On hearing these words, he took hold of one of my ears in the same way a schoolmaster might take hold of the ear of an errant pupil, marched me good-humouredly to his front door, and ejected me from his house. The alcohol on his breath swirled around me as I stumbled and fell face-down in the snow. His parting shot, delivered with the deadpan humour which I know to be his trademark, was: 

“You can write what you expletive well like, as long as it doesn’t involve me.”

The door slammed shut behind me as I lay on his path, shivering and nonplussed, wondering what to do next. Then, when I got to my feet, brushing snow from my clothes, the full significance of Slef’s words became clear, and my heart soared.
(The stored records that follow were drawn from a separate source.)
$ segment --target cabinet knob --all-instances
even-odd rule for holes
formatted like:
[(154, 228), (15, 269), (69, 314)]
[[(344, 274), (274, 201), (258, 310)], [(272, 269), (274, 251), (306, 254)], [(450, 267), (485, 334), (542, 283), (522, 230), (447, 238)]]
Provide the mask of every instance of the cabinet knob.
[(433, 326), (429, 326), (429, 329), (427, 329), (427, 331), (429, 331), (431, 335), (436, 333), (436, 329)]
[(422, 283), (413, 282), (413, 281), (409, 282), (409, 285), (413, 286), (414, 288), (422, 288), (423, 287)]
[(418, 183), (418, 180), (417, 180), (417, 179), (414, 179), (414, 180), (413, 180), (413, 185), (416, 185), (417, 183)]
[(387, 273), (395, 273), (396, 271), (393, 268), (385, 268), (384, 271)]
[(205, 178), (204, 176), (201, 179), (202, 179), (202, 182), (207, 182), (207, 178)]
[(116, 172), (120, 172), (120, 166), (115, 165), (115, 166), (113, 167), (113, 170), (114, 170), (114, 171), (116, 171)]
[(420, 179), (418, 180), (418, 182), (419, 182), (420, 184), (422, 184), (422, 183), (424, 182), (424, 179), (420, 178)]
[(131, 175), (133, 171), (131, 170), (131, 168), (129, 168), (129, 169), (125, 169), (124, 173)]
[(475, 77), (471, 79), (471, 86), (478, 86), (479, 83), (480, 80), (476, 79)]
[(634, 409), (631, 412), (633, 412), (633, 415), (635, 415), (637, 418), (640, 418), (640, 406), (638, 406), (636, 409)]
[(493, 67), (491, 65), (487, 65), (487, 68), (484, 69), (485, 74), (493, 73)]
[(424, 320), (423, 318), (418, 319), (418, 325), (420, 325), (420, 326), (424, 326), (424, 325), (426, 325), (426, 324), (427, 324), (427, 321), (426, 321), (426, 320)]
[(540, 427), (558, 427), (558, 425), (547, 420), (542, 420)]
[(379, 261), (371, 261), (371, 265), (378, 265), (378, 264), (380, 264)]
He had said: “You can write what you expletive well like” – i.e., he gave me his full permission to write his biography; and he had also said: “as long as it doesn’t involve me” – indicating that, as a working novelist, he was far too busy to grant me interviews and give me access to his personal papers, but other than for those two minor impediments, I had the green light to go ahead.
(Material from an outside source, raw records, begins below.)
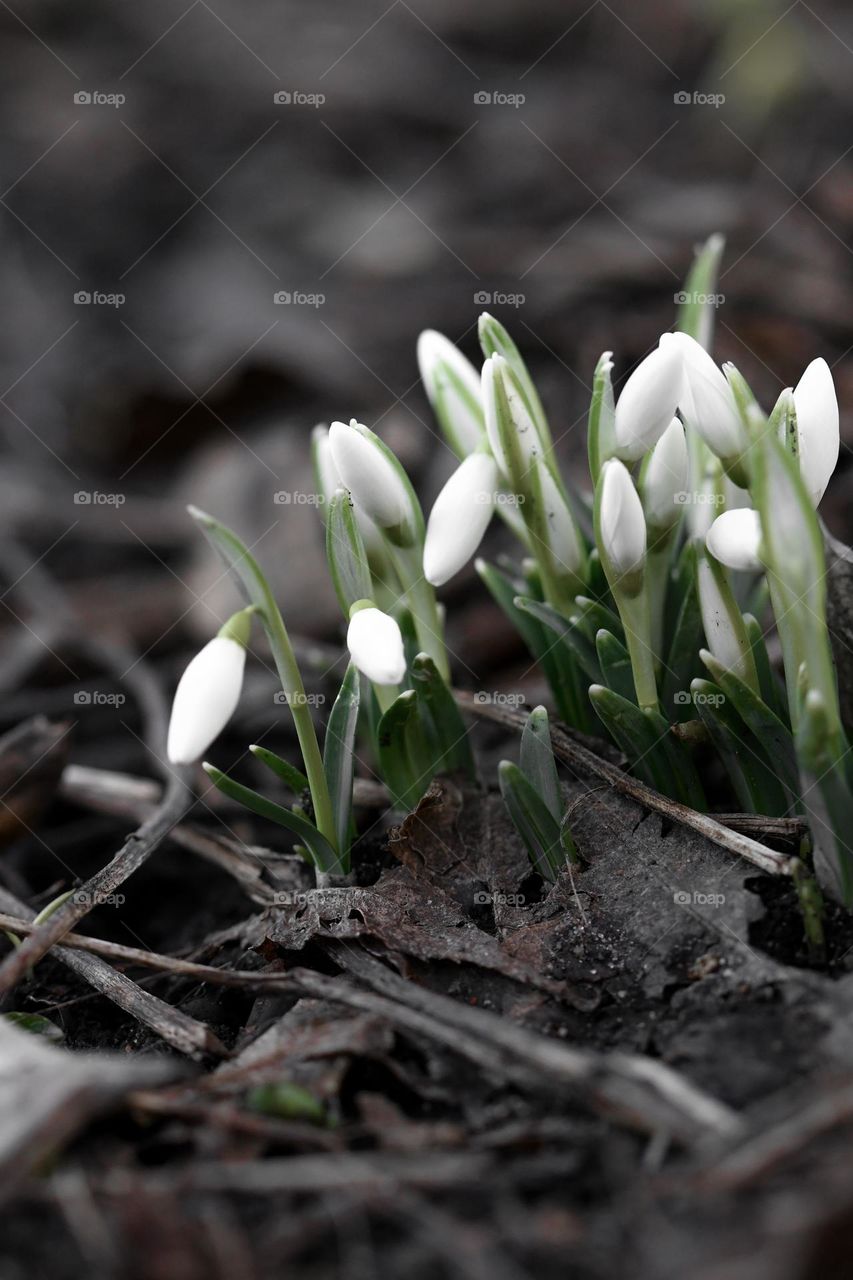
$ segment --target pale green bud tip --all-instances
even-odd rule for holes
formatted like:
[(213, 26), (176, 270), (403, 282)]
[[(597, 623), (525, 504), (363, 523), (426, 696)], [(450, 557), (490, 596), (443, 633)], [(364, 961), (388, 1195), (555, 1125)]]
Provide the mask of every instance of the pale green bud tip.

Regrettably, I was unable to interview Slef’s friends to obtain background information about him, because they are writers, critics, journalists, and the like, for whom time is at a premium. I have therefore based my book largely on material in the public domain.

***

List of Plates

Having devoted many years to collecting photographs of Slef to illustrate this work, I met with a last-minute hitch. The images I had lovingly collated could not be used as they were subject to copyright, and the copyright holders were reluctant to allow publication. The issue would have been easily resolved but for the fact that their lawyers behaved like rabid Pit-Bulls, so we have ended up with a biography lacking any photographs of its subject. In order to remedy this omission, I have included in it a number of detailed pen-portraits of Slef. Even if you have never seen a picture of him, by the time you finish reading the book you now hold, you will feel you have looked into his penetrating blue-grey eyes, shaken him firmly by the hand, and perhaps even enjoyed a drink with him in the King’s Arms on Holywell Street, in Oxford.

***

Chapter 1: Origins and Early Life 

Ezra Slef was born in 1960, or something like that. To be frank, I am not interested in his date of birth, and nor should you be. Such detail may be important to the small-minded, but is of no consequence to me. My interest lies only in the grand sweep of ideas. 
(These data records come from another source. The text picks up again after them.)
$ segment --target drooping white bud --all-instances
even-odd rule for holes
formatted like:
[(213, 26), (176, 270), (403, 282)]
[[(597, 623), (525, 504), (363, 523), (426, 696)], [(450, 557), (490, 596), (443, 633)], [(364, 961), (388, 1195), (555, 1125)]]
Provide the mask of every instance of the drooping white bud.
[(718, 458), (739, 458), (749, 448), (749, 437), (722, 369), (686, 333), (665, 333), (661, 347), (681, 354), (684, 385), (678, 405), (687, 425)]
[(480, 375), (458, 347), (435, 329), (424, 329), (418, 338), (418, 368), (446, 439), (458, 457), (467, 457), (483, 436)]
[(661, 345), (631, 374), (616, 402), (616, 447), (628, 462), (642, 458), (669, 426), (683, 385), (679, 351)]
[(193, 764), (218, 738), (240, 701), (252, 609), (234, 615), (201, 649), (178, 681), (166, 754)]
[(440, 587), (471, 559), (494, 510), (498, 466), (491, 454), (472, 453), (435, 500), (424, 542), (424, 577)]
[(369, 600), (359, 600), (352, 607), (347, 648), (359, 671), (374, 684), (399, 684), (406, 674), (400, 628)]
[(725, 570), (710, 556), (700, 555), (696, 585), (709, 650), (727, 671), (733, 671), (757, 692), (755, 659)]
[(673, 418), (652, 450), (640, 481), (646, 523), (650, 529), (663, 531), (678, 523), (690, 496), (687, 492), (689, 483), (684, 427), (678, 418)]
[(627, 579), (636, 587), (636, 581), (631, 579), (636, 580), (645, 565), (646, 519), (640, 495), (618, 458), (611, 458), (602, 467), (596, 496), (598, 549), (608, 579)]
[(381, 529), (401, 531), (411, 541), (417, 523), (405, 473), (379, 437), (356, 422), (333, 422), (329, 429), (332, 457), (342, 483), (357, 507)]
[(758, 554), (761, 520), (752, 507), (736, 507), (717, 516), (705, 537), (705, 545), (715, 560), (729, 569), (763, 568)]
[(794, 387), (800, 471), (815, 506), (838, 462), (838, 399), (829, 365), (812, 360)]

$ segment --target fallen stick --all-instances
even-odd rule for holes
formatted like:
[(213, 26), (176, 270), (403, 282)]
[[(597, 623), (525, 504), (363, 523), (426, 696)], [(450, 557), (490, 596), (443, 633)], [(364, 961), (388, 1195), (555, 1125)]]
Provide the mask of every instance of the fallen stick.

He grew up in Russia, which perhaps accounts for his ability to use expletives in creative ways I never encountered until I met him. 

It is easy to imagine the young ES (as I shall hereinafter refer to him on and off  in the interests of brevity) in his hometown of Moscow, a studious child like me, one who was no doubt picked on by his churlish peers. Enduring their mocking laughter every playtime will have been torture for him. It was only to be expected that he would become a bookish type, choosing to spend his days in the school library rather than risk the cruel taunts of his unappreciative peers. Little did they know he was one day to become a celebrated man of letters, standing tall on the world stage of literature. 

There was one lad in particular – Brian Jessop – who made my young life a misery. I am sure Slef had more than his own fair share of Brian Jessops. Perhaps he made light of the situation. I doubt it. It is far more likely he developed a festering hatred for such characters, one which would lead to all manner of unpredictable outcomes in later life.[1] But I am getting ahead of myself.

So precocious was the young Slef that before his teens he was reading a vast range of literature from Beckett to Elliot to Pound. This had to be done in secret as he attended the sort of school where academic achievement was frowned upon, and likely to earn the achiever in question a summary beating at the hands of one of the school’s many fearsome bullies.

What can it have felt like for the young Slef to be so abused by the thugs who patrolled his alma mater in search of victims to prey upon? Drawing on my personal experience, I am able to paint a vivid picture of what he endured and how it must have felt.


[1] Unknown either to me or Jessop at the time, our paths were to cross long after we left school, with seismic consequences.